Icy stars reveal the secret of their patterns
Jul 2, 2007
Some physicists gaze at the stars in the sky, but Victor Tsai of Harvard University and John Wettlaufer of Yale University in the US gaze at the stars on frozen lakes. Such star patterns often surround holes in ice, but the origin of their shape has always been a mystery. Now, by modelling their formation, the researchers have discovered that the shape is governed by the properties of the snow that covers the ice (Phys. Rev. E 75 066105).
Wettlaufer was first inspired to investigate star patterns when he and his wife were looking out of an aeroplane window landing in Chicago and noticed a frozen lake peppered with the distinct shapes. "We were absolutely struck," he said. "My wife is from Sweden and she knew these as the harbingers of dangerous ice skating, but had never seen so many."

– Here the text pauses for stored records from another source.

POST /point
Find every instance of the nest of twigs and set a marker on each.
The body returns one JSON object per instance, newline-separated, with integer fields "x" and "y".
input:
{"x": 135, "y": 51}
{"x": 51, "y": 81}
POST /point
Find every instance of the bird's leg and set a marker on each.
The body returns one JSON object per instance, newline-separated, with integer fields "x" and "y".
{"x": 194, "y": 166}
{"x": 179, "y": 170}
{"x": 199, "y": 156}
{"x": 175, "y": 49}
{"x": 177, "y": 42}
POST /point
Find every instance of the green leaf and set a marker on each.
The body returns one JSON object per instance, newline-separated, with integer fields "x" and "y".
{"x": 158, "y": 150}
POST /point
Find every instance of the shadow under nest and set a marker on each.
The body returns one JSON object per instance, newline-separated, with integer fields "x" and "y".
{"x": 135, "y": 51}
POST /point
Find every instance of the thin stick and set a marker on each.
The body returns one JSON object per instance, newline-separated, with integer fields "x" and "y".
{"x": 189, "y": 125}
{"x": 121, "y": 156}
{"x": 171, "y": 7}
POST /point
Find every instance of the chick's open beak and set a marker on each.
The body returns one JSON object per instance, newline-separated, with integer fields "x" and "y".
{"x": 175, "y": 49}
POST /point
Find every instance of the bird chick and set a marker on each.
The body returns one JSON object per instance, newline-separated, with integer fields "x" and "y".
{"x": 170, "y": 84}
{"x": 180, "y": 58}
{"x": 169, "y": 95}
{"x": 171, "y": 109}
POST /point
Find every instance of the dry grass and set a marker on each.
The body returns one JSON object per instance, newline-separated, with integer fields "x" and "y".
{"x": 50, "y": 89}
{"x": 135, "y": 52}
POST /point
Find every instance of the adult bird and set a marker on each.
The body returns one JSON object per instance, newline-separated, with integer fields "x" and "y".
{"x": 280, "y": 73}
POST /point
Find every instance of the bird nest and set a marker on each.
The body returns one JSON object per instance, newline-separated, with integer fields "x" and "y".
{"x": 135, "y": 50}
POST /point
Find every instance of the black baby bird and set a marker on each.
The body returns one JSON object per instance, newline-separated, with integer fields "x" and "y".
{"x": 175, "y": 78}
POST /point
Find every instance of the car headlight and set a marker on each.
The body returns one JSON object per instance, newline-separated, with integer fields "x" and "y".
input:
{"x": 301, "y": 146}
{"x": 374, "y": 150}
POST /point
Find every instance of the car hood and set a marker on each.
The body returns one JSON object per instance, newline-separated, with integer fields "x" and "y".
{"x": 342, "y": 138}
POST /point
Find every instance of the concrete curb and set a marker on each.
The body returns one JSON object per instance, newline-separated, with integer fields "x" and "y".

The star patterns are formed when a hole in a recently-frozen lake allows water to swell up from beneath and spread over the snow-covered surface, leaving dark "fingers" of melted ice stemming from a central point. Previously, physicists had suspected that the fingers form because of a domino effect: the water starts flowing in one direction, causing the snow to melt faster in that region and thus helping the water to flow faster. But no-one has ever constructed a model to see if this idea is correct.
Tsai and Wettlaufer began by assuming that the rate of flow of the water is dependent on how compacted – and thus how porous – the snow is. They then created a model that also took into account parameters including the driving pressure and heat content of the water and how fast heat could transfer by diffusion.
The US pair found that all these parameters govern the number of unstable regions in which fingers would form. In particular, more porous snow coupled with a higher driving pressure would result in more fingers.
Tsai and Wettlaufer performed tests in the lab to see if their model matched real-world data by pumping water at a temperature of 1 °C through a dish of slush held below freezing. Although they were not able to change how porous the slush was, they changed other parameters included in their model such as the size of the initial hole. After 14 test runs, they could conclude that their model did not perfectly predict the number of holes, but was right 95% of the time.
Wettlaufer told Physics Web that their study could be relevant in many other processes involving instabilities, such as the fate of floating ice in polar oceans. "We hope that…more people notice wintertime lakes with a different eye to these stars," he said. "I know I will always have a camera on hand."